FIGURE 7. Meeting Glen Seaborg in 1998.
-April 2001
Sources that I used to write the essay:
Brock, William H. 1992. The Norton History of
Chemistry. W. W. Norton & Co. New York.
Cobb, Cathy & Harold Goldwhite. 1995.
Creations of Fire. Plenum Press. New York.
Holt, Jack R. & Patricia A. Nelson. 2001. Paths
of Science, Explorations for Science
Students and Educators.
Kendall/Hunt
Publishing Company. Dubuque, Iowa.
Hudson, John. 1992. The History of Chemistry.
Chapman & Hall. New York.
Jaffe, Bernard. 1931. Crucibles, The Lives and
Achievements of the Great Chemists.
Jarrolds Publishers. London.
Kirchhoff, Gustav & Robert Bunsen. 1860.
Chemical Analysis by Observation of
Spectra. Annalen der Physik der Chemie.
110: 161-189.
Leicester, Henry M. 1956. The Historical
Background of Chemistry. John Wiley &
Sons, Inc. New York.
Moseley, H.G.J. 1913. The High Frequency
Spectra of the Elements. Phil. Mag. (1913):
1024.
Simmons, John. 1996. The Scientific 100, A
Ranking of the Most Influential Scientists,
Past and Present. Citadel Press. New York.

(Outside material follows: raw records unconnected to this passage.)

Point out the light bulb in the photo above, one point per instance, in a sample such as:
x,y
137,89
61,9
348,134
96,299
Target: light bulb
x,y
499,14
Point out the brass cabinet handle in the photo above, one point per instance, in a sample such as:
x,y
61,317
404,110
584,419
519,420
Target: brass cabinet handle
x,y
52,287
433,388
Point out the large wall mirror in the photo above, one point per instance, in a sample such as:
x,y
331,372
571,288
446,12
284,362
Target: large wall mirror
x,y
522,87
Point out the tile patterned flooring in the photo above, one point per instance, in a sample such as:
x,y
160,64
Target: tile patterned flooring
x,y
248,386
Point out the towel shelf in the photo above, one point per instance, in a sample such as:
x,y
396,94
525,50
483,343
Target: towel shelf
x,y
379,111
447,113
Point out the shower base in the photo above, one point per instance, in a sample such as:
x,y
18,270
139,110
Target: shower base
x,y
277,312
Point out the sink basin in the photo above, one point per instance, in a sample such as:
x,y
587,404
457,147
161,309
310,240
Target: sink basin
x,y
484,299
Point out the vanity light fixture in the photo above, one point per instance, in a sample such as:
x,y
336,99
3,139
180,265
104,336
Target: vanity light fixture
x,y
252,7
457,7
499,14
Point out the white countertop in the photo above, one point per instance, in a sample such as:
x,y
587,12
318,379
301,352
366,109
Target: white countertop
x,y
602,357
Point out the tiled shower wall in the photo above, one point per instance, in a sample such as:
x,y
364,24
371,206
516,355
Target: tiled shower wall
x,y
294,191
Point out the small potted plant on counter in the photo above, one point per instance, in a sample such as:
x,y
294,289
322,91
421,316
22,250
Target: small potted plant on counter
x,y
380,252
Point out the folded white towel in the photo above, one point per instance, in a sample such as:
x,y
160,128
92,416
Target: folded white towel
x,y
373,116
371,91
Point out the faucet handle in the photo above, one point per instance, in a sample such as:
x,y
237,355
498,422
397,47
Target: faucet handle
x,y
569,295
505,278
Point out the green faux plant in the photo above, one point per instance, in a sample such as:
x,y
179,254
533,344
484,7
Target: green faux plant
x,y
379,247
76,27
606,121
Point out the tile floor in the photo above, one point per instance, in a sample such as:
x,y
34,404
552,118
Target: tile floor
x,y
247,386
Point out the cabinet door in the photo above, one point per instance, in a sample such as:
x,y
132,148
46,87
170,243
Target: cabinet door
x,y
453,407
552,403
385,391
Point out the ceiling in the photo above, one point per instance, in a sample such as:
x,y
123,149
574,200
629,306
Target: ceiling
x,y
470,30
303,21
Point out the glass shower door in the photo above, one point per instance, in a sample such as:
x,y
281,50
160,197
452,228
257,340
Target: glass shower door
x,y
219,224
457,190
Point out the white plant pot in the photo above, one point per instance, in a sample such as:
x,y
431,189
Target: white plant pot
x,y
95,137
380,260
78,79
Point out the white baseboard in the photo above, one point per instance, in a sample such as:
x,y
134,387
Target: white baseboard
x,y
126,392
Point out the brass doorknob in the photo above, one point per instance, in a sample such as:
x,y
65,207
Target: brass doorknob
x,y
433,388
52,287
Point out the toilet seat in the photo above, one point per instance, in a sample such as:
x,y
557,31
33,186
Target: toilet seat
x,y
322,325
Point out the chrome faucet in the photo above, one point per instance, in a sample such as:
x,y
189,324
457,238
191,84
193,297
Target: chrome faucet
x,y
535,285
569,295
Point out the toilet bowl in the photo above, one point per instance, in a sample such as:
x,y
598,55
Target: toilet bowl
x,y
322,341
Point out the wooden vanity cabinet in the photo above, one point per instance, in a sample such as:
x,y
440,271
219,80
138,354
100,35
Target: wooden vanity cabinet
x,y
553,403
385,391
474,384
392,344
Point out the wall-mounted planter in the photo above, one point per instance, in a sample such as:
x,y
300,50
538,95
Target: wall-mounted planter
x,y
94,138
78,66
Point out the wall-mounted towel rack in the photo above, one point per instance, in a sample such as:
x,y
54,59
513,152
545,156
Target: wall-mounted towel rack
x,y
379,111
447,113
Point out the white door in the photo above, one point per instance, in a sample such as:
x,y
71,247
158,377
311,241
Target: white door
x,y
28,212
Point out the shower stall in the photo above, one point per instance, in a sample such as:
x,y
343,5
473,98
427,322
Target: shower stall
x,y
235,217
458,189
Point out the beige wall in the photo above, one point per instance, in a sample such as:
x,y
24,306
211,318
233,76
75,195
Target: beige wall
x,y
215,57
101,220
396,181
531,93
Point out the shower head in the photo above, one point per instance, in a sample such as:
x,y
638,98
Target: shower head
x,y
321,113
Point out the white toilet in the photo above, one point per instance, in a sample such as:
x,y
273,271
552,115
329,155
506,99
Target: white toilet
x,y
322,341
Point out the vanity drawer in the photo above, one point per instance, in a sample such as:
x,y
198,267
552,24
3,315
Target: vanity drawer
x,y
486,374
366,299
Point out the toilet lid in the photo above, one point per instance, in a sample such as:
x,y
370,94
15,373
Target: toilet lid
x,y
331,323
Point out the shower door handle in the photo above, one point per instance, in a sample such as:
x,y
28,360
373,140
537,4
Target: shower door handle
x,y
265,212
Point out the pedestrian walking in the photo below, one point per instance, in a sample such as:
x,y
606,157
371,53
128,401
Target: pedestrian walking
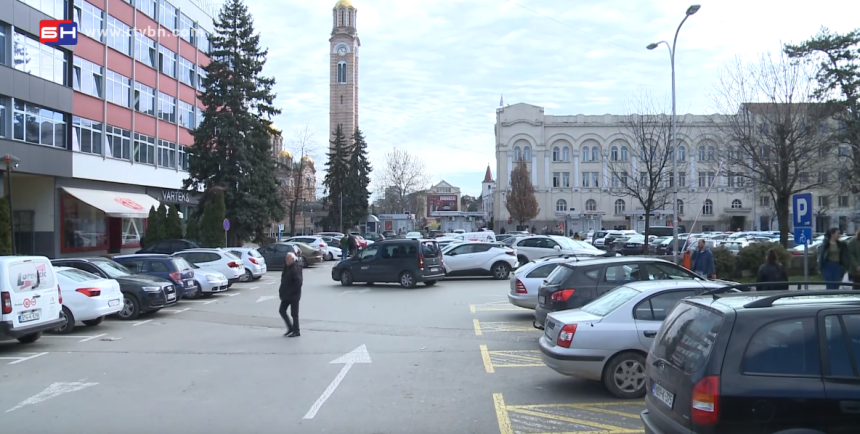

Trefil, James and Robert Hazen. 2000. The
Sciences, An Integrated Approach. 2nd ed.
John Wiley & Sons, Inc. New York.
FIGURE 8. The Periodic Table of the Elements that Glen Seaborg gave to me in 1998.
QUESTIONS TO THINK ABOUT
1. What was the importance of the Chemical Congress at Karlsruhe?
2. How did the formation of HCl show problems with prevailing views? How were
the problems solved?
3. What is a spectroscope? How did its use help in the discovery of atoms?
4. Ultimately, what did the spectroscopic signature mean?
5. What is the periodic law? How did it come to Mendeleev?
6. How did the periodic table help lead to the discovery of new elements?
7. Who, besides Mendeleev, discovered the periodic law?
8. What was Prout’s Hypothesis?
9. What did I mean by the “lazy elements”?
10. How did Moseley change the meaning of the periodic table?
11. How did Lewis increase the explanatory ability of the periodic table?
12. Who was Seaborg and what was his modification to the periodic table?